Nothing frustrates me more than not being able to pause for no seemingly good reason. I’m playing Wild Hearts right now and even though I never play online I cannot pause for some reason. To simulate pausing, I can turn off the xbox and the quick resume feature makes it look like the game was paused when I turn the console back on.
Other games guilty of this are Fromsoft games: Dark Souls, Elden Ring and so on.
Obviously all of these games have an online component. Not allowing pausing when this component is activated makes sense. But if I am playing completely online why cannot I pause? In Soulslike the worst exploit I can think of is switching equipment on the fly but is that really that bad? When stuff comes up in the middle crucial moments it frustrates me a lot.
i have enough games to play, i’m not put out by design features i don’t like or render a minority of games inaccessible to me.
a fuckload of books and movies don’t hold my attention, should everything be re-edited to suit my neurology?
you can’t have challenges for everyone without being somewhat exclusionary some of the time, and that’s fine as long as it’s optional recreation and there’s a wealth of other equivalent things we can do for fun.
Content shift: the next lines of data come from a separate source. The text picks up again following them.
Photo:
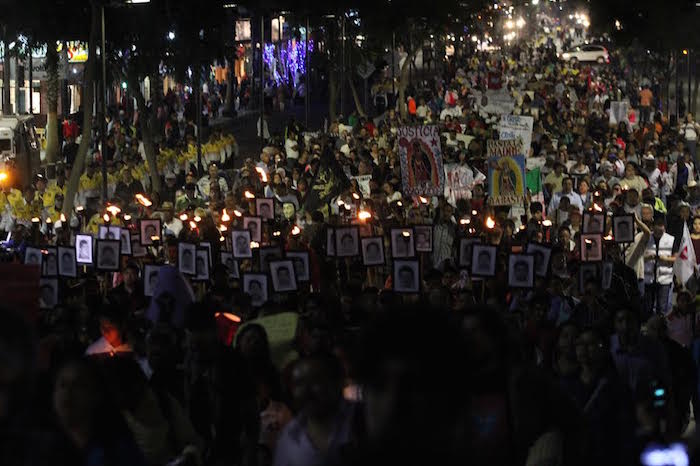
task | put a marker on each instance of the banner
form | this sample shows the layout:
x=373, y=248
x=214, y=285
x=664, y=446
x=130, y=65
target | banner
x=513, y=127
x=618, y=112
x=506, y=172
x=363, y=183
x=421, y=161
x=459, y=182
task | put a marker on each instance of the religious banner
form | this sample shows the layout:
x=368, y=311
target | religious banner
x=513, y=127
x=421, y=161
x=506, y=162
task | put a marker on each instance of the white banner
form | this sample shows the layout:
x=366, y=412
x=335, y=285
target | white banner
x=513, y=127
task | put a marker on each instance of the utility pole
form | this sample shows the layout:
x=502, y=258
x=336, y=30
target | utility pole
x=306, y=75
x=103, y=123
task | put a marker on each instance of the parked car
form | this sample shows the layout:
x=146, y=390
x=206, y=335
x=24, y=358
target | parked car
x=587, y=52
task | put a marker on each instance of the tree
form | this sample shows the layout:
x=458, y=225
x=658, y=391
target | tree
x=87, y=101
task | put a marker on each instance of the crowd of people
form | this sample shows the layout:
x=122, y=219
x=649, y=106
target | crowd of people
x=300, y=308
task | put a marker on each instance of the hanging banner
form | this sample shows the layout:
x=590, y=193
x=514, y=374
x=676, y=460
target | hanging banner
x=513, y=127
x=506, y=161
x=421, y=161
x=619, y=112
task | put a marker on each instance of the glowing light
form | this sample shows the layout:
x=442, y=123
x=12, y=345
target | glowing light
x=228, y=315
x=143, y=200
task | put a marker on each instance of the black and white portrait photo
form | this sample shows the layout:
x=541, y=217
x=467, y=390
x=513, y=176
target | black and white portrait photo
x=137, y=249
x=48, y=293
x=591, y=247
x=466, y=246
x=149, y=229
x=255, y=286
x=283, y=276
x=300, y=259
x=402, y=244
x=406, y=277
x=231, y=264
x=330, y=242
x=265, y=208
x=202, y=265
x=66, y=262
x=347, y=242
x=32, y=256
x=49, y=266
x=241, y=244
x=83, y=249
x=186, y=253
x=542, y=255
x=483, y=260
x=108, y=232
x=623, y=229
x=521, y=271
x=254, y=226
x=150, y=279
x=424, y=238
x=268, y=254
x=373, y=251
x=108, y=255
x=587, y=273
x=125, y=237
x=593, y=222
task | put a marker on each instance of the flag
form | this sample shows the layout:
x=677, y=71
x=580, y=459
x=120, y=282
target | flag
x=684, y=267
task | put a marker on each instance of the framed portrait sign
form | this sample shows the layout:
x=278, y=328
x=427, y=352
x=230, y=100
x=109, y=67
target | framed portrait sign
x=83, y=249
x=623, y=229
x=484, y=260
x=283, y=276
x=108, y=255
x=402, y=243
x=186, y=258
x=542, y=255
x=373, y=251
x=591, y=247
x=406, y=276
x=300, y=259
x=347, y=242
x=593, y=222
x=67, y=266
x=521, y=271
x=424, y=238
x=149, y=229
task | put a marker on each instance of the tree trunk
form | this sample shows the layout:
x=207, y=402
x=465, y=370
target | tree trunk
x=403, y=84
x=356, y=98
x=52, y=151
x=332, y=96
x=87, y=101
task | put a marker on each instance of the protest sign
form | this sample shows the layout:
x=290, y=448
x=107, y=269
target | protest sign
x=513, y=127
x=363, y=183
x=421, y=161
x=618, y=112
x=506, y=176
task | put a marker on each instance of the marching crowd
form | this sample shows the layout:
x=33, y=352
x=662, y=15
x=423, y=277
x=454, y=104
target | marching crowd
x=357, y=359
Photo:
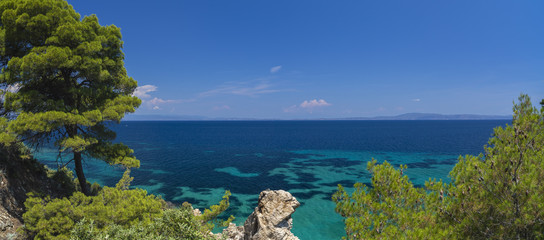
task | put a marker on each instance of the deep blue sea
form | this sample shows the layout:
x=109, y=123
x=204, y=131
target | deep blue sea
x=196, y=161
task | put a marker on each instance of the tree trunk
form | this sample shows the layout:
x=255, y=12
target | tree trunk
x=80, y=174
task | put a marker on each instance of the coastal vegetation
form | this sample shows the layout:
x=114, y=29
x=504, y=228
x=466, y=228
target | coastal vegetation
x=65, y=83
x=496, y=195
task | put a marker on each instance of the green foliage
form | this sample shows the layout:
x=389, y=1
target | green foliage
x=47, y=218
x=180, y=223
x=393, y=208
x=70, y=79
x=174, y=224
x=499, y=195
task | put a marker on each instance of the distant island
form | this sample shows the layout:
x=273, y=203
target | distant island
x=406, y=116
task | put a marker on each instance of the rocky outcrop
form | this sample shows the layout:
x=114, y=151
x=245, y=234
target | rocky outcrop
x=270, y=220
x=19, y=176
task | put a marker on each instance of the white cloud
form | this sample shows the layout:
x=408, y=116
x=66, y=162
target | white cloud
x=314, y=103
x=141, y=91
x=308, y=105
x=251, y=89
x=157, y=101
x=275, y=69
x=224, y=107
x=290, y=109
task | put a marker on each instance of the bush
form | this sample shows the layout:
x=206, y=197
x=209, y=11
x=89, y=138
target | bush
x=497, y=195
x=48, y=218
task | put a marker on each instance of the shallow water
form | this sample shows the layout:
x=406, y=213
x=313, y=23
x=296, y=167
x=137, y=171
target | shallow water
x=198, y=161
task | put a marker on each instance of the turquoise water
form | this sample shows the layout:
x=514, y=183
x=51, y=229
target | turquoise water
x=198, y=161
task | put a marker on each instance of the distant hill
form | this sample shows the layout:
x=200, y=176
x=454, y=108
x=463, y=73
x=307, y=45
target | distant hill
x=407, y=116
x=434, y=116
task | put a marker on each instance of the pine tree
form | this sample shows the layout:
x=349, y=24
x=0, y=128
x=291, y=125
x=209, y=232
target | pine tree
x=67, y=81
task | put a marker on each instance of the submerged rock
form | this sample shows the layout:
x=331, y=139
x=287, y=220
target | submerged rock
x=270, y=220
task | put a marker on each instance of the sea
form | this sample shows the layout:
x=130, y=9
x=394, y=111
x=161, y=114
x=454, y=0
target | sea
x=197, y=161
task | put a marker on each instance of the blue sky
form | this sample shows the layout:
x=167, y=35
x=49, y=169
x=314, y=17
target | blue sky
x=313, y=59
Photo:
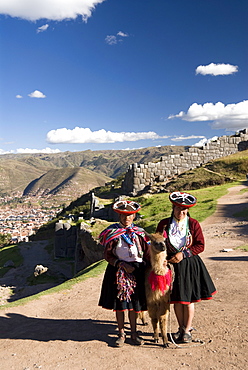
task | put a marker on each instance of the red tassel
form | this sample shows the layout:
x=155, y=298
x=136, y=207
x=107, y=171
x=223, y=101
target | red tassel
x=160, y=282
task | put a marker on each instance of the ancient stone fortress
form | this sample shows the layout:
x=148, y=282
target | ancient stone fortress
x=140, y=176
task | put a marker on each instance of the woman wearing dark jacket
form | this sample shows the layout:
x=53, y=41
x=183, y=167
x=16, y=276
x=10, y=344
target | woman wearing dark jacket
x=126, y=251
x=192, y=282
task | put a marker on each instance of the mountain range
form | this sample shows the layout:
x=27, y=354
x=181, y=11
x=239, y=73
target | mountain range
x=70, y=172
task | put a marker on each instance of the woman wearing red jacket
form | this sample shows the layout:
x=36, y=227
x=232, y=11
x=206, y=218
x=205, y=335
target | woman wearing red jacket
x=192, y=282
x=127, y=253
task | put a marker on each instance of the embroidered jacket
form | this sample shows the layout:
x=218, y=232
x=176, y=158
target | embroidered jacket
x=196, y=241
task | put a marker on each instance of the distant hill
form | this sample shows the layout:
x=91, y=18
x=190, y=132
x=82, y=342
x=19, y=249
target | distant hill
x=69, y=181
x=28, y=172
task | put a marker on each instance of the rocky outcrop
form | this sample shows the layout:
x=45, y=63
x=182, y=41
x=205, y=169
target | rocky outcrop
x=140, y=176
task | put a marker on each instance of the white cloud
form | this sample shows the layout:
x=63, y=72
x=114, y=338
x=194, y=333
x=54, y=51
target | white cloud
x=111, y=39
x=37, y=94
x=42, y=28
x=216, y=69
x=181, y=138
x=122, y=34
x=29, y=151
x=80, y=135
x=229, y=117
x=114, y=39
x=48, y=9
x=205, y=140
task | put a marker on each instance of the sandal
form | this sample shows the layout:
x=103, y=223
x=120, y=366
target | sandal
x=178, y=335
x=186, y=338
x=120, y=340
x=136, y=340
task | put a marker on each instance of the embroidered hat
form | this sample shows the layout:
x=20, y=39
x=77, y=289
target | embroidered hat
x=126, y=207
x=184, y=200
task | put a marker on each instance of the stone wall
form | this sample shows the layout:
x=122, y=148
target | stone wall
x=143, y=175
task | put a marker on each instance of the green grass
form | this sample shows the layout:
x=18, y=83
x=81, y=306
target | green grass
x=243, y=248
x=10, y=252
x=156, y=207
x=243, y=214
x=91, y=271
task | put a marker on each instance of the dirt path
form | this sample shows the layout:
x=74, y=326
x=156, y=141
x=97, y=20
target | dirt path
x=69, y=331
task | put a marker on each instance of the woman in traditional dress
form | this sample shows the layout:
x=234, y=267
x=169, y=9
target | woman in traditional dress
x=192, y=282
x=126, y=251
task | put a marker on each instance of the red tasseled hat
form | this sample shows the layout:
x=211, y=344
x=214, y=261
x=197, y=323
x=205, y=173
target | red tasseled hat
x=126, y=207
x=184, y=200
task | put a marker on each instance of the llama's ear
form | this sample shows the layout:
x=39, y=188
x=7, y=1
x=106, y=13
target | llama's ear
x=148, y=235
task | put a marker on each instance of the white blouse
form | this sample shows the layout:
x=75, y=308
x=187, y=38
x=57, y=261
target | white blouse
x=127, y=253
x=177, y=232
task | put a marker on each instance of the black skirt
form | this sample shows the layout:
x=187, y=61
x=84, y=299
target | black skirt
x=192, y=281
x=108, y=297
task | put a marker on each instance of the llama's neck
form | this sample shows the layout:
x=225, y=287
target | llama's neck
x=158, y=262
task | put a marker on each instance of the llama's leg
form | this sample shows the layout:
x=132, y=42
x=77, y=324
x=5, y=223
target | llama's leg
x=163, y=320
x=155, y=329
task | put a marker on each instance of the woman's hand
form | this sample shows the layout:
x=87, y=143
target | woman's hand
x=128, y=268
x=176, y=258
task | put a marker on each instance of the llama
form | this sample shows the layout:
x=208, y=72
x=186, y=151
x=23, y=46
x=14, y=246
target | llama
x=158, y=286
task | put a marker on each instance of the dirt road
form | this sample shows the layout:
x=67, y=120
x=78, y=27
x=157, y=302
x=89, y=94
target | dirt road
x=68, y=331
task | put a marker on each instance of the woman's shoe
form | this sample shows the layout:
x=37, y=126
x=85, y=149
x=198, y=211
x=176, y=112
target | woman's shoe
x=136, y=340
x=178, y=335
x=186, y=338
x=120, y=340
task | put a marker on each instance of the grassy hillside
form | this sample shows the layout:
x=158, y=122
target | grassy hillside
x=74, y=181
x=111, y=163
x=15, y=176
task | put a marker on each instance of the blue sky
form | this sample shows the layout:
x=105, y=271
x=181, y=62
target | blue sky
x=118, y=74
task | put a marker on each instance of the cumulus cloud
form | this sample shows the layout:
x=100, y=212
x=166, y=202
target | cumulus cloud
x=42, y=28
x=181, y=138
x=37, y=94
x=49, y=9
x=114, y=39
x=28, y=150
x=111, y=40
x=122, y=34
x=80, y=135
x=45, y=150
x=216, y=69
x=229, y=117
x=205, y=141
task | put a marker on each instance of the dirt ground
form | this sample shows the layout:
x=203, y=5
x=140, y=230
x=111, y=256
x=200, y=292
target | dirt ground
x=68, y=331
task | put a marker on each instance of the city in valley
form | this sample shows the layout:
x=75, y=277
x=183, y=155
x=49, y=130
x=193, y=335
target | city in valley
x=21, y=219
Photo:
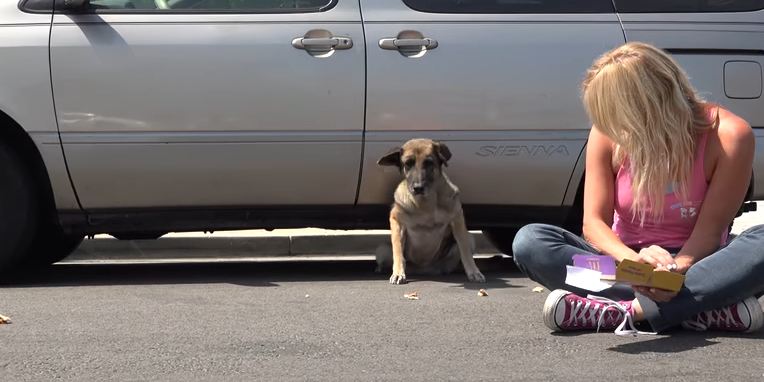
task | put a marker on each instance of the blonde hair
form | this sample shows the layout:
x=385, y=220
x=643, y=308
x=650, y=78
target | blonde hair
x=640, y=98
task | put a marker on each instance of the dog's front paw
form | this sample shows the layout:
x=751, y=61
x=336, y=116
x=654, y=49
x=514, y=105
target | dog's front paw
x=476, y=277
x=398, y=278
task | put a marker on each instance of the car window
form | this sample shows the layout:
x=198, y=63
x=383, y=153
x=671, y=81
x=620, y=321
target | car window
x=511, y=6
x=689, y=6
x=212, y=5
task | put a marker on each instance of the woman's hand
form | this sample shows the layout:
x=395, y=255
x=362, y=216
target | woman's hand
x=658, y=257
x=655, y=294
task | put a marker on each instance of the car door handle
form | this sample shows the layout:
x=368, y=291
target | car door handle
x=322, y=43
x=408, y=43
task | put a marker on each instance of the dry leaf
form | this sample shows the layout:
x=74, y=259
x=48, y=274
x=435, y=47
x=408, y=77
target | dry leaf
x=412, y=296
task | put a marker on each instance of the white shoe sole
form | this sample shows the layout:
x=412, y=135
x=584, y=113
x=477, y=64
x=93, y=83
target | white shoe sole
x=550, y=309
x=755, y=312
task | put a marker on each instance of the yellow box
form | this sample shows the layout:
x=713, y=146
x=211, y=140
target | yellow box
x=640, y=274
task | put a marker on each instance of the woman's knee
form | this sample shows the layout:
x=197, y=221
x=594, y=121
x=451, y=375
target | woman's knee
x=529, y=242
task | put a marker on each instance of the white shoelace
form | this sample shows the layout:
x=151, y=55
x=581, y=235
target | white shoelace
x=713, y=317
x=628, y=320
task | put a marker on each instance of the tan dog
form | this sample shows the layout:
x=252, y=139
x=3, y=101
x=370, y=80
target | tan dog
x=427, y=225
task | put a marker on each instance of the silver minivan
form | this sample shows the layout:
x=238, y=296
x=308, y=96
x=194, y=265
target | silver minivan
x=140, y=117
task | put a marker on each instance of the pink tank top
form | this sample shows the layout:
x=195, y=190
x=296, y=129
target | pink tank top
x=679, y=216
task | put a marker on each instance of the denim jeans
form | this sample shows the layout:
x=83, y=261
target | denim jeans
x=729, y=275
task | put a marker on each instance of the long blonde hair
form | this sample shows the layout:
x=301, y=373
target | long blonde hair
x=640, y=98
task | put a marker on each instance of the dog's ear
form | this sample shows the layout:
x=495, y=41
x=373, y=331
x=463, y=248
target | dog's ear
x=443, y=152
x=392, y=158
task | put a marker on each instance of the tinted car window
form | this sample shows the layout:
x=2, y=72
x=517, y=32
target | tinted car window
x=663, y=6
x=213, y=5
x=511, y=6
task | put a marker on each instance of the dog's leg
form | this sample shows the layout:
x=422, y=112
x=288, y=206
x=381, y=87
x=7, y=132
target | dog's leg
x=463, y=240
x=384, y=254
x=399, y=263
x=451, y=261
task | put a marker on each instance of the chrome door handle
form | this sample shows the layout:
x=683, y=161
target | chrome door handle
x=408, y=43
x=322, y=43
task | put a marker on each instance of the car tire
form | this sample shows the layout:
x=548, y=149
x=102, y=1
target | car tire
x=18, y=209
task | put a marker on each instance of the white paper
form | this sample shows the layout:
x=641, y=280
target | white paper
x=587, y=279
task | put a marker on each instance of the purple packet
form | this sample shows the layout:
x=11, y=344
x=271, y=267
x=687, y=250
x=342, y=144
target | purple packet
x=603, y=264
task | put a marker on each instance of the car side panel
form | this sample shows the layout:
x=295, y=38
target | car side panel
x=501, y=90
x=703, y=43
x=208, y=110
x=25, y=94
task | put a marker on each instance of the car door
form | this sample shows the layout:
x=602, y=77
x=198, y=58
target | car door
x=498, y=81
x=180, y=103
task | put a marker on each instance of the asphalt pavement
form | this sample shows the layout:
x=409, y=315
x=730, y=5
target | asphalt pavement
x=293, y=317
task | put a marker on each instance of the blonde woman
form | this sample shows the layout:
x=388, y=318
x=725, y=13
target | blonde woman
x=665, y=175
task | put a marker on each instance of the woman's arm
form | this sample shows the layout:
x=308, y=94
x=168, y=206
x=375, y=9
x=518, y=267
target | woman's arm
x=726, y=190
x=599, y=186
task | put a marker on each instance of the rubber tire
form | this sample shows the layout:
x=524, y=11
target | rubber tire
x=51, y=245
x=19, y=210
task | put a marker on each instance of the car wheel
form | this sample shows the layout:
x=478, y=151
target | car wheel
x=18, y=209
x=51, y=245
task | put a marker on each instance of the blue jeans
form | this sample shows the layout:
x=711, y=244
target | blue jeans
x=729, y=275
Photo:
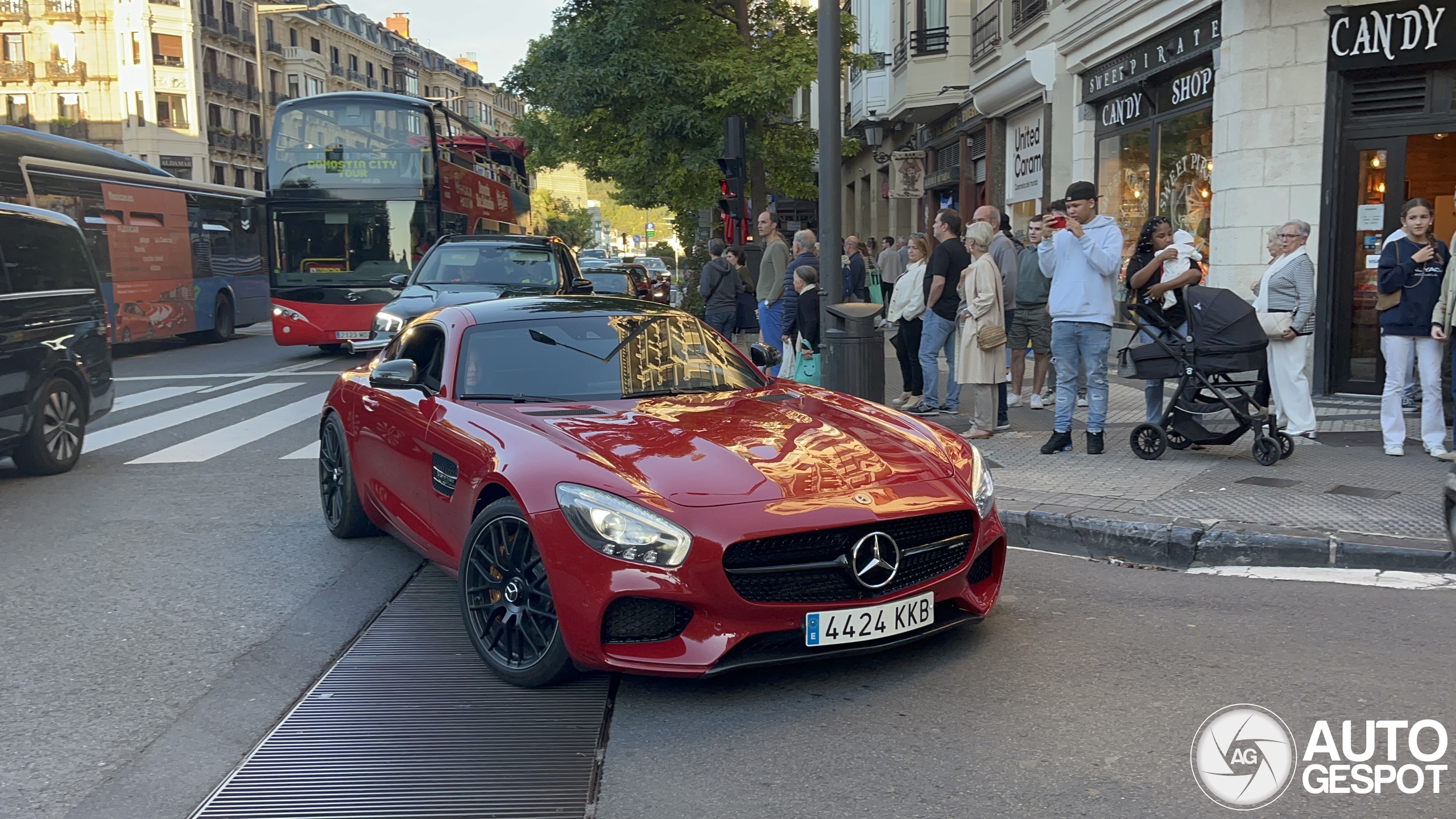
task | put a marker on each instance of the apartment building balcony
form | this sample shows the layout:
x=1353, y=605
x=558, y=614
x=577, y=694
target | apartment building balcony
x=15, y=12
x=986, y=31
x=21, y=72
x=1027, y=12
x=63, y=11
x=66, y=71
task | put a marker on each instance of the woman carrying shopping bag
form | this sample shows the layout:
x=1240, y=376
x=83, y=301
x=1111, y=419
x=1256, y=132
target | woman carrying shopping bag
x=981, y=356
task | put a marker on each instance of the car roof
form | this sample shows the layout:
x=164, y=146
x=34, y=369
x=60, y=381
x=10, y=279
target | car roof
x=524, y=308
x=40, y=213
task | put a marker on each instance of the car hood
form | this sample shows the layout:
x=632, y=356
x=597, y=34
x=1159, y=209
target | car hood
x=755, y=446
x=420, y=299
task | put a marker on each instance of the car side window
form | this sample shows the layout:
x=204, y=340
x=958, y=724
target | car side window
x=43, y=255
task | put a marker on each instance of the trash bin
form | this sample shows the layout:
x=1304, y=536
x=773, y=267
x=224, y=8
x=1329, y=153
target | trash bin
x=855, y=351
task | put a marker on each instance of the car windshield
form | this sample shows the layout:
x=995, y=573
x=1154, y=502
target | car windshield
x=488, y=264
x=570, y=358
x=609, y=282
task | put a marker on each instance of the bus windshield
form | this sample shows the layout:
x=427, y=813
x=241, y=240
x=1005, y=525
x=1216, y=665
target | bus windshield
x=349, y=244
x=351, y=144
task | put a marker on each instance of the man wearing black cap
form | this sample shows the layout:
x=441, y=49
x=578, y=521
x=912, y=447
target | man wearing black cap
x=1082, y=261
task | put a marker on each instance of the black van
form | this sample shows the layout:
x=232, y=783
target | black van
x=55, y=356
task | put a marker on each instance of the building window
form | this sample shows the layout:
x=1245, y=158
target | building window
x=167, y=50
x=171, y=111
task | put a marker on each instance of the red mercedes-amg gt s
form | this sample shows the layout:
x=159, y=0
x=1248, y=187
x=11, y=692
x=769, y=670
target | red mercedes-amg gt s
x=617, y=487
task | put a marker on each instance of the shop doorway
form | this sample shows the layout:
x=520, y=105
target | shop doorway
x=1384, y=174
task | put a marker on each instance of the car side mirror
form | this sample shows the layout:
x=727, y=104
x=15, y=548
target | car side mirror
x=765, y=356
x=401, y=374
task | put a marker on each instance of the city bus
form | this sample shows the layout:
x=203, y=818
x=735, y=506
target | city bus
x=360, y=185
x=175, y=257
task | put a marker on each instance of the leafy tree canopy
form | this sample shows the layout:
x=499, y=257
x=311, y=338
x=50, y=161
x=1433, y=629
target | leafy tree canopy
x=637, y=91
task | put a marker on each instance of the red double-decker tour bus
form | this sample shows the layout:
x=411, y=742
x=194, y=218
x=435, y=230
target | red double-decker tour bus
x=360, y=185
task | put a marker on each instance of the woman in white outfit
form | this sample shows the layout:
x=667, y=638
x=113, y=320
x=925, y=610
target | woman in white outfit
x=1289, y=288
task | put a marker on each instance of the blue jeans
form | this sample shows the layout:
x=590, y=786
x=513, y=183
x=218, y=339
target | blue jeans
x=1153, y=388
x=1081, y=348
x=938, y=334
x=771, y=324
x=723, y=322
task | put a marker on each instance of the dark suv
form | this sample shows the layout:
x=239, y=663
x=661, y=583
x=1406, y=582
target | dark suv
x=55, y=356
x=459, y=270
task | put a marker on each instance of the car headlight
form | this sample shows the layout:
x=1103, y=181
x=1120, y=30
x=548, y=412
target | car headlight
x=983, y=490
x=388, y=322
x=622, y=530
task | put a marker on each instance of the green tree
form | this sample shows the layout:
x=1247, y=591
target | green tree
x=637, y=91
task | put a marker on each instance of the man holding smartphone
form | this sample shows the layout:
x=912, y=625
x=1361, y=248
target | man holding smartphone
x=1082, y=257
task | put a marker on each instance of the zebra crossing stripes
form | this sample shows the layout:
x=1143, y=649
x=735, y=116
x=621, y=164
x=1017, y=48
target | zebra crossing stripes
x=110, y=436
x=228, y=439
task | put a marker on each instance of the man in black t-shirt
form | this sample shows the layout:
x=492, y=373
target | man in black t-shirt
x=942, y=278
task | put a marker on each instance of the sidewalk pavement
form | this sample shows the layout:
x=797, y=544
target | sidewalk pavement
x=1337, y=500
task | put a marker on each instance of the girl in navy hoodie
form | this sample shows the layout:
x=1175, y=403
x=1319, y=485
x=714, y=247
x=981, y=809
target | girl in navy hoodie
x=1414, y=267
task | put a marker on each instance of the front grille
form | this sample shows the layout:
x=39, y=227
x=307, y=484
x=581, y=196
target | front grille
x=982, y=569
x=644, y=620
x=830, y=585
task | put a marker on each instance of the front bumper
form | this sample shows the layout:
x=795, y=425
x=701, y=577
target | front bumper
x=729, y=631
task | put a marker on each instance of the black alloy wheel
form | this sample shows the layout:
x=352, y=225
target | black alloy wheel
x=507, y=602
x=55, y=442
x=338, y=493
x=1265, y=451
x=1149, y=442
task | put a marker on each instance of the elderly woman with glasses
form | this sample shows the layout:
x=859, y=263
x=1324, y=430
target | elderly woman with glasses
x=1289, y=288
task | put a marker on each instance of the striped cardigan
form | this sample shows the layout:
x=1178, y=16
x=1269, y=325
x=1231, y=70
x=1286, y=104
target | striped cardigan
x=1292, y=291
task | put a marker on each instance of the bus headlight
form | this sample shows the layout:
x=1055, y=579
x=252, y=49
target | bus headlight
x=388, y=322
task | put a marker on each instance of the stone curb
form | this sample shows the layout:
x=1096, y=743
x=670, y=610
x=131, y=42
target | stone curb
x=1180, y=543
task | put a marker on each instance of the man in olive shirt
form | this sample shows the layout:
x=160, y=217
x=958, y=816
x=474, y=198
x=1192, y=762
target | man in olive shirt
x=942, y=276
x=771, y=283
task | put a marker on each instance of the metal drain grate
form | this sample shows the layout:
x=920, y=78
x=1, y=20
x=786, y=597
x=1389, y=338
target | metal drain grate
x=412, y=723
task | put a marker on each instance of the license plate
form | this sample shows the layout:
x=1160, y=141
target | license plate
x=868, y=623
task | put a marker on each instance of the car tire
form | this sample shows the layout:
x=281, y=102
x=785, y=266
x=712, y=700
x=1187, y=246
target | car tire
x=223, y=321
x=338, y=493
x=506, y=601
x=57, y=433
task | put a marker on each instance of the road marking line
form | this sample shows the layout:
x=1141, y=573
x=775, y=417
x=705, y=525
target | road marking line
x=279, y=372
x=1410, y=581
x=159, y=394
x=180, y=416
x=228, y=439
x=303, y=454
the large masses of people who have to be able to pause at the drop of a hat are the default. offline singleplayer with no pausing is a rare aberration. You might as well ask for the spiciest food to cease to exist, to accommodate normal people, as though the vast majority of food is not spicy at all.
You sound like one of those chud gamers who thinks making games more inclusive for other people detracts from the purity of the game. It’s ablebist bullshit.
“There’s a fuckload of places around the city that are wheelchair-accessible, should every public building be re-engineered to suit me just because I’m in a wheelchair?” A book or movie “not holding your attention” is a completely different thing than if a book or a movie didn’t allow you to set it down or walk away from it. If a movie forced the people who wanted to watch it to do so entirely on the terms of the producer, like say, not letting people fast-forward through a scene with intense flashing lights, then yes, that’s ableist and that movie should be criticized for being ableist and a version of it should be made so people with epilepsy could watch it.
This is such a bullshit analogy that totally misrepresents what we’re saying. (“We” being those of us who think games should not be ableist). We’re not asking for spicy food to “not exist” in that we’re not asking for your precious games who don’t want people to be able to pause them to “not exist.” They can exist just fine, as I described above, it doesn’t have to be either/or, so you should stop pretending like it does. Just as a spicy food dish and a mild version of it can exist simultaneously. In fact it’s funny that you’d even use that as an analogy since every restaurant I’ve ever been to gives its customers the option to order a hot or mild version of whatever spicy dishes it has on the menu.
people are literally in here complaining about games that don’t allow pausing, saying that they should all allow it with no exceptions regardless of artistic intent or ludic effect.
this thread would not have happened if “they can exist just fine” was the premise.
ableism is inherent to challenging participants on the basis of ability. a challenge for some will be impossible for others, and some people will be unable no matter how easy the easy mode is or how low you put the basketball hoop. We have to reckon with that, inventing wheelchair basketball, or having a lower hoop for kids, or games that have no time pressure, but we don’t get rid of the NBA because I can’t dunk and we shouldn’t force every game to have pausing just because somebody might need to walk away.